While I’ve loved Tananarive Due’s work as an executive producer, co-writer, and interview subject in Shudder’s Horror Noire, a documentary on Black horror films adapted from Robin R. Means Coleman’s book, and as a co-host of Octavia Tried to Tell Us, an ongoing discussion of Octavia E. Butler’s work and influence, I’ll admit I hadn’t gotten to her own fiction before this month. I finally reached The Between in my TBR stack, and I am so excited that I have a whole bunch of Due’s books left to read. Due’s debut novel threads supernatural scares together with real life terror to create a genuinely frightening horror story that is also a moving tale of familial devotion.

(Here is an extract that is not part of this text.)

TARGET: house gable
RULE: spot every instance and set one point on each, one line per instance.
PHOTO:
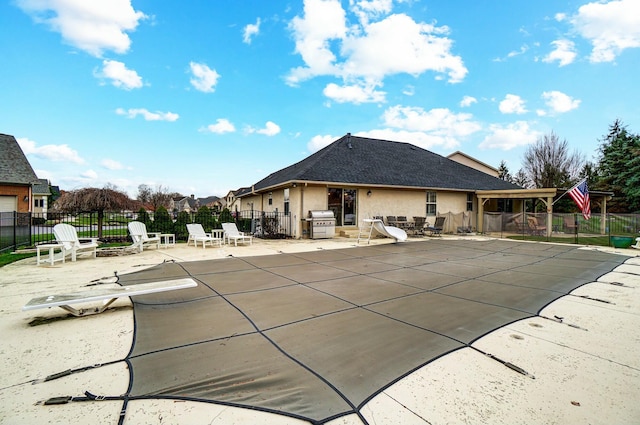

The first time we meet Hilton James he’s a young boy. He lives with his Nana, she’s his whole world, and he’s just come home to find her dead on the kitchen floor. But when he comes back in with the neighbor he roused to help, Nana’s just fine—she claims she fainted. Supper’s probably burned, though.
But Hilton knows how cold and clammy she felt when he tried to wake her—she felt dead.
When we catch up with Hilton again three decades later, he barely remembers the incident. His memories of Nana aren’t too clear anymore. A short time after the “fainting spell”, Hilton ventured too far out in the ocean during a family reunion at the beach; Nana rescued him from the undertow, but slipped under herself before anyone could reach her. He spent the rest of his youth in Miami with his Aunt and Uncle, met his wife, Dede, in grad school, and now runs a counseling center for people seeking help for homelessness and addiction. Dede has just been elected a circuit judge—the only Black female circuit judge in their county—and their two kids, Kaya and Jamil, are adorable and precocious. Life is good.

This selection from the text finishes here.